4.1. -Anche il terzo ed il quarto motivo vanno trattati congiuntamente, per connessione.
4.2.Il terzo motivo è inammissibile perché la censura motivazionale non risponde al modello legale del vizio denunciato perché non indica alcun fatto storico, costitutivo, modificativo o estintivo di cui non sia tenuto conto, ma deduce la mancata considerazione di argomenti o rilievi prospettati dalla parte espropriata a contenuto essenzialmente argomentativo.

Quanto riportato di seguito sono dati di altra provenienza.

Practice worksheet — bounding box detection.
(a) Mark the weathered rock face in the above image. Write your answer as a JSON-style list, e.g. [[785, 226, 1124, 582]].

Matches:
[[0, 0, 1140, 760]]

Invero, Per quanto attiene alla ricostruzione della fattispecie concreta, va, poi, considerato che «L’art. 360, comma 1, n. 5, c.p.c., nell’attuale testo modificato dall’art. 2 del d.lgs. n. 40 del 2006, riguarda un vizio specifico denunciabile per cassazione relativo all’omesso esame di un fatto controverso e decisivo per il giudizio, da intendersi riferito a un preciso accadimento o una precisa circostanza in senso storico-naturalistico, come tale non ricomprendente questioni o argomentazioni, sicché sono inammissibili le censure che, irritualmente, estendano il paradigma normativo a quest’ultimo profilo.» (Cass. n. 22397/2019) e va osservato che l’istante non ha articolato la censura confrontandosi con la previsione della tipologia di vizio contemplata dalla norma. Infatti il ricorrente, quando denunci l’omesso esame di un fatto decisivo, nel rigoroso rispetto delle previsioni degli artt. 366, primo comma, n. 6, e 369, secondo comma, n. 4, cod.proc.civ., deve indicare il «fatto storico», il cui esame sia stato omesso, il «dato», testuale o extratestuale, da cui esso risulti esistente, il «come» e il «quando» tale fatto sia stato oggetto di discussione processuale tra le parti e la sua «decisività», fermo restando che l’omesso esame di elementi istruttori non integra, di per sé, il vizio di omesso esame di un fatto decisivo qualora il fatto storico, rilevante in causa, sia stato
comunque preso in considerazione dal giudice, ancorché la sentenza non abbia dato conto di tutte le risultanze probatorie (Cass. Sez. U. n. 8053 del 7 aprile 2014; Cass. Sez. U. n. 8054 del 7 aprile 2014; Cass. n. 13716 del 05/07/2016; Cass. n. 24830 del 20/10/2017).
4.3.- Il quarto motivo è inammissibile perché la violazione di legge denunciata è prospettata sul non condiviso assunto della fondatezza del terzo motivo di ricorso.
5.- In conclusione, il ricorso va rigettato.
Le spese seguono la soccombenza nella misura liquidata in dispositivo.
Raddoppio del contributo unificato, ove dovuto (Cass. Sez. U. n. 23535/2019).
P.Q.M.
Rigetta il ricorso;
Condanna il ricorrente alla rifusione delle spese processuali che liquida in euro 5.500,00=, oltre euro 200,00= per esborsi, spese generali liquidate forfettariamente nella misura del 15% ed accessori di legge;
Dà atto della sussistenza dei presupposti processuali per il versamento, da parte del ricorrente, ai sensi del D.P.R. n. 115 del 2002, art. 13, comma 1 quater, nel testo introdotto dalla L. n. 228 del 2012, art. 1, comma 17, di un ulteriore importo a titolo di contributo unificato, in misura pari a quello, ove dovuto, per il ricorso, a norma dello stesso art. 13, comma 1 bis.
Così deciso in Roma, il 21 settembre 2023.